Kátia Azevedo
Após uma ameaça de paralisação de serviços cardíacos neste mês de fevereiro, a Fundação de Beneficência Hospital de Cirurgia (FBHC) já demonstra preocupação com a continuidade de oferta de atendimento a partir de março.
Por enquanto, o hospital vem conseguindo manter o funcionamento da Unidade Vascular Avançada, que recebe mensalmente cerca de 80 enfartados de todo o estado. Por causa de constantes atrasos salariais, os médicos estão optando por trabalhar em outros locais. A situação vem gerando desfalques na equipe, o que acaba interferindo na operacionalização no setor.
Depois da ameaça de paralisação dos médicos do setor de cardiologia neste mês, foi feito um acordo entre as secretarias Municipal e Estadual de Saúde para iniciar pagamento de dívidas junto ao hospital.
Apesar dos avanços, o atendimento na unidade coronariana, a única que atende todo o estado pelo Sistema Único de Saúde (SUS), funcionando 24 horas, poderá sofrer novos desfalques na escala caso a continuidade de pagamento não aconteça.
A direção do Hospital Cirurgia reconhece o risco e afirma que tudo vai depender de novos acordos para repasses financeiros.
Em nota enviada ao JORNAL DO DIA, a assessoria de comunicação do hospital informa que já houve um acordo entre as Secretarias Estadual e Municipal de Saúde e o Hospital de Cirurgia para a regularização dos pagamentos aos médicos ainda esta semana.
"Não existe perigo de haver falha na escala do mês de fevereiro, porém, se o acordo não for cumprido, corremos risco de falhas na escala do mês de março. As cirurgias cardíacas estão sendo realizadas normalmente", informa.
Neste mês, a expectativa era de que a unidade pararia completamente a partir de 1º de fevereiro, caso não houvesse um acordo sobre o pagamento do serviço. No caso do setor cardíaco, seria mantida apenas a urgência cardíaca.
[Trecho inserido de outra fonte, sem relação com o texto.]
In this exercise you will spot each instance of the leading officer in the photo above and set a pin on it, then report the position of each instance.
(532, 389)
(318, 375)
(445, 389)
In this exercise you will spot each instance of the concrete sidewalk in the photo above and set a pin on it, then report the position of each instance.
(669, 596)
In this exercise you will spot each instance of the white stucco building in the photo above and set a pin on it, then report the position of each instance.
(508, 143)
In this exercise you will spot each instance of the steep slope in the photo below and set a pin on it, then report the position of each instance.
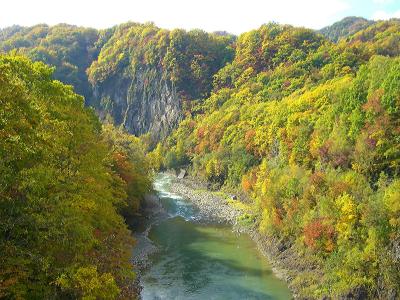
(145, 76)
(70, 49)
(309, 131)
(344, 28)
(64, 184)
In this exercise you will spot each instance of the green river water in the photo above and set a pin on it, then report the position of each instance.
(204, 261)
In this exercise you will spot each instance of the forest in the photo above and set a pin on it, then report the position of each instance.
(303, 125)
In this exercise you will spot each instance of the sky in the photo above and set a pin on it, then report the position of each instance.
(235, 16)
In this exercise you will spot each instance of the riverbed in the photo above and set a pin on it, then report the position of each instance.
(197, 259)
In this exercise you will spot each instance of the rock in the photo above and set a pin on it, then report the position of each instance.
(140, 102)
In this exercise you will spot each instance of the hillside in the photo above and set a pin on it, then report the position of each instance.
(308, 131)
(303, 126)
(344, 28)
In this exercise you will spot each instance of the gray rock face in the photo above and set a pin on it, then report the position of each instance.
(142, 102)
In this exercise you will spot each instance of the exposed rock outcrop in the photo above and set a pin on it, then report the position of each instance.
(144, 102)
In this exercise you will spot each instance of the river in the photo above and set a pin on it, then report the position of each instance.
(198, 260)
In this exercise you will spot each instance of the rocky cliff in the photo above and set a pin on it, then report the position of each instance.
(145, 102)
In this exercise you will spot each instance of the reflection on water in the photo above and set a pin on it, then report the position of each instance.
(200, 261)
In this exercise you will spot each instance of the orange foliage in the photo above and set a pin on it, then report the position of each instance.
(319, 235)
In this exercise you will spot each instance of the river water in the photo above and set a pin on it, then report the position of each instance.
(204, 261)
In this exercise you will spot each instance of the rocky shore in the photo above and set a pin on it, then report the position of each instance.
(286, 263)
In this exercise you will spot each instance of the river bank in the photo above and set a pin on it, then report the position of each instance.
(184, 252)
(286, 263)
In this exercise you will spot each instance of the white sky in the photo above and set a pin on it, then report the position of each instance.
(235, 16)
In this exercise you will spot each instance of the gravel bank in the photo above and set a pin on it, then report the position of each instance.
(285, 261)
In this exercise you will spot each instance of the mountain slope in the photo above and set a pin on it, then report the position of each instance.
(344, 28)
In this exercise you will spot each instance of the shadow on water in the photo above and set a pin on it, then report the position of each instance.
(203, 261)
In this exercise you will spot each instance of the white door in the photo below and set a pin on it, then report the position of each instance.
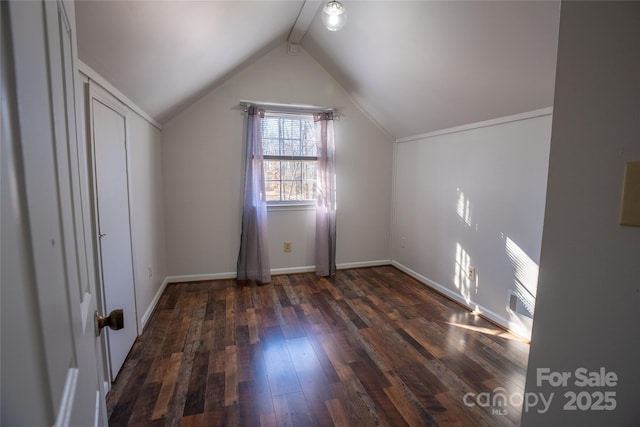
(59, 382)
(108, 127)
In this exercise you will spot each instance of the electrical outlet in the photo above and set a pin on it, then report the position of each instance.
(471, 273)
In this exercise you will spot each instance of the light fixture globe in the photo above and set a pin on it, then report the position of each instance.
(334, 15)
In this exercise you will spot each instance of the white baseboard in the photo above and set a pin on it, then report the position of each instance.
(152, 305)
(485, 312)
(201, 277)
(274, 271)
(293, 270)
(363, 264)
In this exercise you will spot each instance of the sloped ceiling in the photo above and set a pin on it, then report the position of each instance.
(414, 67)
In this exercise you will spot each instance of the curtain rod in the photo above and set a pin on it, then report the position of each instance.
(287, 108)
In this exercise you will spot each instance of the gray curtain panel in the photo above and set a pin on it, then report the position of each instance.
(253, 260)
(326, 207)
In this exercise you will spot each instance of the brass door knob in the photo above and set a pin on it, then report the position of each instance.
(115, 320)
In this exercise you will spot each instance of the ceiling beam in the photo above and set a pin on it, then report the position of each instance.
(305, 18)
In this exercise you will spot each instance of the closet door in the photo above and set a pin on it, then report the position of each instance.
(108, 126)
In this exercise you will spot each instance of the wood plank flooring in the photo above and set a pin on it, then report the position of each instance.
(366, 347)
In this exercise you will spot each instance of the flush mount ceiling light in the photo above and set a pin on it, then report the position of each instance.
(334, 15)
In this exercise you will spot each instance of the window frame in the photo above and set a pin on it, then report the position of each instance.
(302, 204)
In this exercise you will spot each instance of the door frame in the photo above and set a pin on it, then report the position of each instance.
(98, 93)
(52, 276)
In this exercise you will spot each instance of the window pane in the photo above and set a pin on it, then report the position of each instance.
(290, 128)
(271, 169)
(272, 190)
(270, 128)
(291, 147)
(291, 190)
(289, 180)
(291, 171)
(270, 146)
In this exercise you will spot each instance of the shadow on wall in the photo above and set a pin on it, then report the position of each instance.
(521, 297)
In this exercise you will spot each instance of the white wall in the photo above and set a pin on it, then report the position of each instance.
(203, 173)
(25, 397)
(589, 290)
(474, 196)
(147, 212)
(146, 196)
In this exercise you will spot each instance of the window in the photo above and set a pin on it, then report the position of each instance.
(290, 158)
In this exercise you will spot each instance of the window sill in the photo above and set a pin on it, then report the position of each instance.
(298, 206)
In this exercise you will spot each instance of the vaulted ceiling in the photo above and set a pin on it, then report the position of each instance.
(413, 66)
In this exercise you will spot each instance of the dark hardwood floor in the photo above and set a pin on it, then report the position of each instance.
(366, 347)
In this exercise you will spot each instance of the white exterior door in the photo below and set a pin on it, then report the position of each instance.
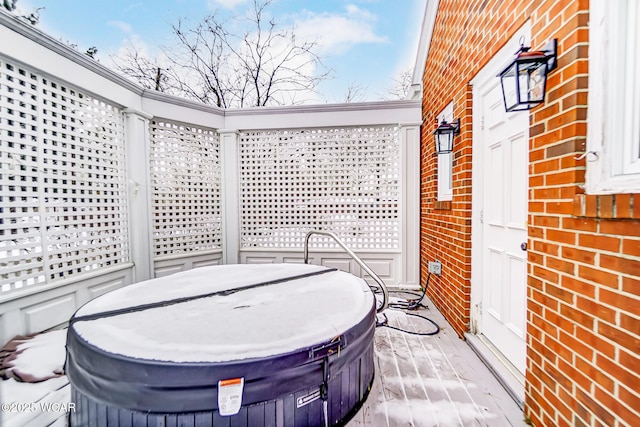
(504, 140)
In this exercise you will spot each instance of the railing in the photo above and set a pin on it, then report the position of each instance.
(356, 258)
(103, 183)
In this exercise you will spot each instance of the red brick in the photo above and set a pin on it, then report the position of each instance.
(579, 255)
(596, 309)
(619, 337)
(624, 228)
(623, 265)
(577, 316)
(604, 243)
(598, 276)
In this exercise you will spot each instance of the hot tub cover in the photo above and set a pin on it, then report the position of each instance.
(271, 309)
(163, 346)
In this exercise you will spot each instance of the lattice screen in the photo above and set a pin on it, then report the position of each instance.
(185, 176)
(62, 181)
(343, 180)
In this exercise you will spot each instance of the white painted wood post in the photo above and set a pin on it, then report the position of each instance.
(140, 221)
(410, 204)
(230, 196)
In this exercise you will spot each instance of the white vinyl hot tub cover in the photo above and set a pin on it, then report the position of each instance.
(253, 323)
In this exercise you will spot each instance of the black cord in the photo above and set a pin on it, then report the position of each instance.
(385, 323)
(410, 304)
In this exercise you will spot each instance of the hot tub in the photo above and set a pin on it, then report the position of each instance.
(240, 345)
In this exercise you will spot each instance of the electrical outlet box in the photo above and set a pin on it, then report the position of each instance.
(435, 267)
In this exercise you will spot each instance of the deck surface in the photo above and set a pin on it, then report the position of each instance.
(432, 380)
(420, 381)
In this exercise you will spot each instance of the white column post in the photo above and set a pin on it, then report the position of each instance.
(410, 204)
(138, 173)
(230, 196)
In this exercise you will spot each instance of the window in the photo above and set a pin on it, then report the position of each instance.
(445, 163)
(613, 131)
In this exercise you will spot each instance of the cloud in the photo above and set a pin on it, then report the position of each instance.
(227, 4)
(336, 33)
(122, 26)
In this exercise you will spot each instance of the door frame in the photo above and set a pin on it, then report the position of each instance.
(482, 346)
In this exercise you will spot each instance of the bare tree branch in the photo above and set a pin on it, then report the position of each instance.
(264, 65)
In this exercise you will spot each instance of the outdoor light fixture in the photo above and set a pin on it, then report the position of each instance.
(444, 135)
(524, 80)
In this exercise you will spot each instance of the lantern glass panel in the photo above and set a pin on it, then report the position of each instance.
(444, 142)
(537, 76)
(509, 88)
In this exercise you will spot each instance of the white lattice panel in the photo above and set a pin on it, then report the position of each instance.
(185, 176)
(344, 180)
(62, 181)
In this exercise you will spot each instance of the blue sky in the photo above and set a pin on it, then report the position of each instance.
(366, 42)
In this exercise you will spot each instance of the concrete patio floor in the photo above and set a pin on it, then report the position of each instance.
(420, 381)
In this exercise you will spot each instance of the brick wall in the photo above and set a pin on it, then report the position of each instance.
(584, 259)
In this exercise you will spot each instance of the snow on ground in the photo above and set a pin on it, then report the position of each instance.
(42, 356)
(420, 381)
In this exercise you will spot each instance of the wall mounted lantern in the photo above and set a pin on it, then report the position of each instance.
(444, 135)
(524, 80)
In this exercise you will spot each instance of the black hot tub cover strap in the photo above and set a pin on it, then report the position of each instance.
(158, 304)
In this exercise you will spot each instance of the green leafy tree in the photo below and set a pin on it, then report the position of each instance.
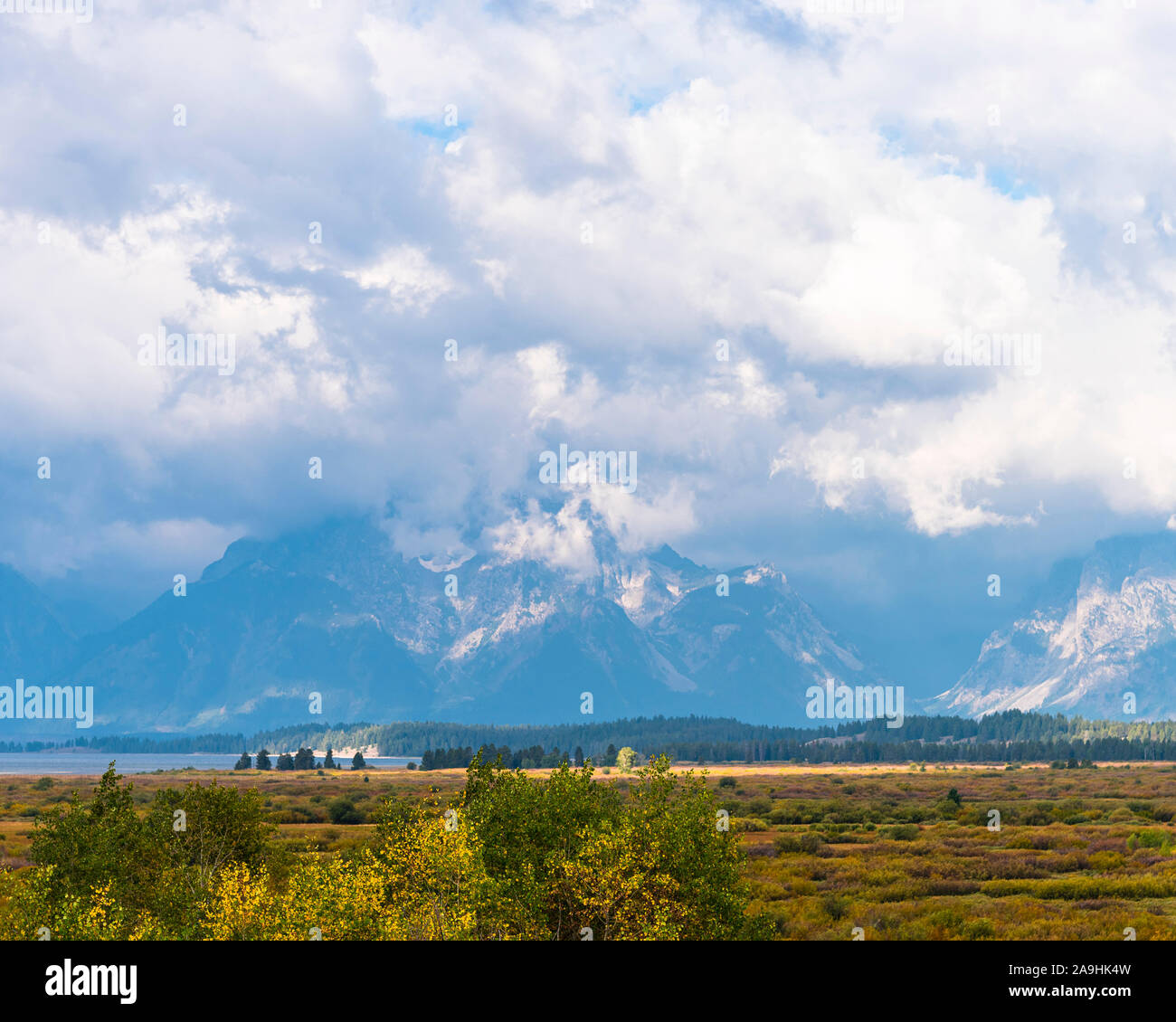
(97, 842)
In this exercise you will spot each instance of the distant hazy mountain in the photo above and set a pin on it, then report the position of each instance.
(34, 642)
(1104, 627)
(337, 611)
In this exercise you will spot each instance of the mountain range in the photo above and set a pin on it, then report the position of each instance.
(336, 615)
(1100, 637)
(336, 610)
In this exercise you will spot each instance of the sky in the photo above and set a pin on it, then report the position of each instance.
(747, 241)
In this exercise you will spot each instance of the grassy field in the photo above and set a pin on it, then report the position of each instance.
(900, 853)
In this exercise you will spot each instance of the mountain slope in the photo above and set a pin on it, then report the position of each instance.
(1104, 627)
(498, 639)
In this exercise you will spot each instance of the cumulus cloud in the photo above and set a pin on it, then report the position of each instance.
(587, 200)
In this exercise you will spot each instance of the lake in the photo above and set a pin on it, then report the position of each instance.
(145, 762)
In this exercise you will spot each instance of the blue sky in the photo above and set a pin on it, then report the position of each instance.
(587, 199)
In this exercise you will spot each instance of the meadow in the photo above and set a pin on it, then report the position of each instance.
(818, 853)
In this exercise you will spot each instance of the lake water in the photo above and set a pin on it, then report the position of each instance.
(145, 762)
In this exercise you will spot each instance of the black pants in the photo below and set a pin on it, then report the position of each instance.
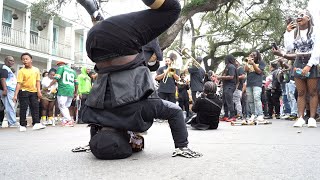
(228, 105)
(168, 96)
(83, 100)
(139, 117)
(184, 103)
(273, 102)
(28, 99)
(194, 96)
(125, 34)
(1, 117)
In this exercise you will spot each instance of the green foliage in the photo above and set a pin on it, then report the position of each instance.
(193, 4)
(47, 8)
(243, 26)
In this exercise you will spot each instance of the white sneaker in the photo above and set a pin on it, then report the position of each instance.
(299, 123)
(15, 125)
(252, 118)
(22, 129)
(38, 126)
(49, 122)
(286, 116)
(260, 118)
(312, 123)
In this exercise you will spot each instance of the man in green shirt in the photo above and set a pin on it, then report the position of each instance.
(67, 90)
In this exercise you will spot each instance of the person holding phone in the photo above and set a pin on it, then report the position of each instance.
(300, 40)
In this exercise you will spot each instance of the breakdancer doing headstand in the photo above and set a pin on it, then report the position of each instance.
(123, 98)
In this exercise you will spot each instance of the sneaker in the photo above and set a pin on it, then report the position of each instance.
(14, 125)
(49, 122)
(252, 118)
(186, 152)
(4, 124)
(260, 118)
(312, 123)
(22, 129)
(299, 123)
(286, 116)
(268, 117)
(68, 124)
(38, 126)
(292, 117)
(223, 119)
(231, 119)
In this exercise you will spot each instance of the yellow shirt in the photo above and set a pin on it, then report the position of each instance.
(28, 78)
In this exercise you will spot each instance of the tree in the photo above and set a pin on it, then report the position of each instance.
(236, 26)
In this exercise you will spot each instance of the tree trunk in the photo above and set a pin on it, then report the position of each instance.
(187, 12)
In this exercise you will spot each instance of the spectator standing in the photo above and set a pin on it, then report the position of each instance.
(67, 90)
(84, 88)
(183, 96)
(7, 88)
(254, 68)
(197, 75)
(48, 98)
(29, 93)
(167, 77)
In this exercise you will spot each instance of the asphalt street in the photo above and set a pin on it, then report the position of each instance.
(276, 151)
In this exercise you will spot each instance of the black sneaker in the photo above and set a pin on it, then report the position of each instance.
(292, 117)
(267, 117)
(186, 152)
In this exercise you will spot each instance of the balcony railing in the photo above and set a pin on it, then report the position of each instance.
(17, 38)
(39, 44)
(78, 57)
(13, 37)
(61, 50)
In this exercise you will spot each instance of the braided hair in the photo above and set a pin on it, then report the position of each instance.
(310, 27)
(209, 87)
A apreensão com a possível interrupção do serviço tem preocupado os profissionais do setor cardiológico. Além do atendimento clínico, o hospital mantém UTI e cirurgia para problemas do coração, representando importante serviço para população.
Atraso salarial – O setor de cardiologia tem grande oferta de trabalho, mas diante da descontinuidade de remuneração, muitos médicos deixaram de integrar a equipe.
Desde dezembro do ano passado, há atraso no pagamento dos cardiologistas e profissionais de outras especialidades. O problema vem dificuldade a elaboração de plantões e desencadeando o esvaziamento médico no hospital.
Outro problema é atender a demanda, já que para a ocupação das vagas, há um tempo para preparação de equipe e adaptação do profissional à atividade, o que dificulta novas contratações.
Além de cardiologistas, neurologistas e profissionais de outras especialidades também acabam sofrendo com atrasos salariais por conta de impasses envolvendo dívidas de órgãos públicos com o hospital. Entre março e abril de 2012, o problema só foi resolvido após intervenção do Ministério Público Estadual.